ScNat
In Cam Audio Lag

Spin Clap

a subframe audio video sync measurement device

To assess the performance of syncing programs, I designed and realized an apparatus to measure the synchronization between the in cam audio stream and the video stream as recorded on the camera memory card.

Stepping frame by frame in any NLE software one can verify that sound is moderately in sync with the images. But how to measure synchronization correctness within a precision better than a single frame duration? The method described here successfully determined the sync error of some consumer models within a 2 milliseconds precision¹:

FUJIFILM X-E1: sound leads by 24 ± 2 ms (for 42 ms frames)
Panasonic Lumix G85: sound leads by 3 ± 2 ms (for 32 ms frames)

Experimental Setup

A mechanical slate is used to generates events filmed by the camera. The measurement must be done multiple times in order to evaluate its reproducibility, hence a 30 RPM rotating arm is used as a slate and recorded for a minute or two, generating some 30-60 clicking events, all processed to generate valid statistical distributions.

No sound is produced: an electrical contact sends for each turn a 100 mV pulse directly into the camera microphone input. Before running the experiment, a calibration static shot is done to record the rotating arm reference position, exactly at the angular position where the electrical click will occur while spinning.

For more details and images about the appartus, see the #audiosyncerror mastodon hashtag.

Principle of operation

Successive arm positions are used for a linear regression to interpolate the precise time when the arm passes through the reference position, this time value $T_{v}$ ( video time) is compared to the time detected for the sound pulse in the audio recording, $T_{a}$ ( audio time). Ideally those time should coincide, and the sync error $\Delta t$

\Delta t = T_{a} - T_{v}

should be zero, or at the very least, much less than a frame duration. If $t_{a} \lt t_{v}$ , the audio click happens before the arm reaches the reference position so the audio is leading. Hence cameras with lagging audio have a positive $\Delta t$ and leading audio will have a $\Delta t \lt 0$ .

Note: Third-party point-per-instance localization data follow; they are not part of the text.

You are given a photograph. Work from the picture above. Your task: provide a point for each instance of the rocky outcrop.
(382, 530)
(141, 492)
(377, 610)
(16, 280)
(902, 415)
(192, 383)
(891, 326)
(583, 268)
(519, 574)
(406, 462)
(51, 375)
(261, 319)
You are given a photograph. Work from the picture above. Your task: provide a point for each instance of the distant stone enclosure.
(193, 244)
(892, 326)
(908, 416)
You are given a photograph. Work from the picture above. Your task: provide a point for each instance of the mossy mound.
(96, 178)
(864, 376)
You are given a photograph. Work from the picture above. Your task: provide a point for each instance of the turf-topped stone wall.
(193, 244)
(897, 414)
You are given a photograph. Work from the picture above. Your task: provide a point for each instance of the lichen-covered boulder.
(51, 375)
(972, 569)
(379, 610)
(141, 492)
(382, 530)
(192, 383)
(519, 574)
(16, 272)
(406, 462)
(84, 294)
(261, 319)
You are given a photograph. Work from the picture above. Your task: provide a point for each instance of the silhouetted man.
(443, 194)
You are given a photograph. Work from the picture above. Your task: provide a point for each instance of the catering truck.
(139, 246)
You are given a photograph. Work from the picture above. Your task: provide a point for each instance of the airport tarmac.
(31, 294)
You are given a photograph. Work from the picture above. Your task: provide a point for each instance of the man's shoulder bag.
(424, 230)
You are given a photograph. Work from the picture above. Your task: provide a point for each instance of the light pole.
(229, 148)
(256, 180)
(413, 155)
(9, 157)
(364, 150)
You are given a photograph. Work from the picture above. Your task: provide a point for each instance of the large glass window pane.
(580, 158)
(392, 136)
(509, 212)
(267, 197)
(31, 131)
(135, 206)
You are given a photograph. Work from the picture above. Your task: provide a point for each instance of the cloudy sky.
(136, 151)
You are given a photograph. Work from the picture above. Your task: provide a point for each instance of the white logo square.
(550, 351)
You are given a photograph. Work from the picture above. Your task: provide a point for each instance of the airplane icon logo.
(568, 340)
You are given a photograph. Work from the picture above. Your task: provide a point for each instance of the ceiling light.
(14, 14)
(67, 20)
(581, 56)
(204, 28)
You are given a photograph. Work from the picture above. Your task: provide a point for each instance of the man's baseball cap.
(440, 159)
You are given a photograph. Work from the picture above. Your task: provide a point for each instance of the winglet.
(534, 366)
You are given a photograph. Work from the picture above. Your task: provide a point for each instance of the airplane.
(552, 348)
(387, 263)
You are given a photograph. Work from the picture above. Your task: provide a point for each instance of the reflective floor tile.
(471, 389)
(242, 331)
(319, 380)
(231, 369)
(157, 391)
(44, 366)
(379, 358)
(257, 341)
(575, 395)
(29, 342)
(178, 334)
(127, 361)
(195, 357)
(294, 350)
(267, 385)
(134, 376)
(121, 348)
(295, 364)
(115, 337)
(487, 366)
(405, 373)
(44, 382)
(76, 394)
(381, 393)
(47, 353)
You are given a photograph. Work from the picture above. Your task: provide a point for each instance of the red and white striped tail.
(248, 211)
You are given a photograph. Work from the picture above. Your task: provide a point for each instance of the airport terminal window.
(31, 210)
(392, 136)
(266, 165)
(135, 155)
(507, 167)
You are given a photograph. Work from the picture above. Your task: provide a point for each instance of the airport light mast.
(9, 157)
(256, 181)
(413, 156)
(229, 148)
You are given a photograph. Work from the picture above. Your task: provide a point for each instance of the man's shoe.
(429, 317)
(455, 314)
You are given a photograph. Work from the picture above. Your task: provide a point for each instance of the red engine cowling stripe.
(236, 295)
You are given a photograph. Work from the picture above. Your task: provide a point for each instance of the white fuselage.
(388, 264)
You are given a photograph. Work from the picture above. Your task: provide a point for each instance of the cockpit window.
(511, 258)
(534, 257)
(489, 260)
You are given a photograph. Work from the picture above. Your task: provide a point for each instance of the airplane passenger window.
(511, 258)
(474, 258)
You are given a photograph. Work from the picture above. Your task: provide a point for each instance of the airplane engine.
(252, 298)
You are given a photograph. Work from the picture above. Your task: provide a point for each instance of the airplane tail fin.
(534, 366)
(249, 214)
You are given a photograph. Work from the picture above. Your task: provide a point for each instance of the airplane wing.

Automated image and sound processing

About ten frames are used for each pass (five frames before the click and five after) and for each frame the angular arm position has to be measured with the best available spatial precision (at pixel level). Manually the whole process would be tedious so the video frames and sound track are analyzed with a python script (I won’t publish this hack but can share it if you ask).

To facilitate automated pattern recognition, high contrast videos are obtained in complete obscurity with a lightly lit LED fixed on the rotating arm. At this low light level the camera sets the maximum shutter exposition so the LED draws a long arc of circle and successive arcs nearly touch each other (this almost corresponds to a 360 degrees shutter angle) .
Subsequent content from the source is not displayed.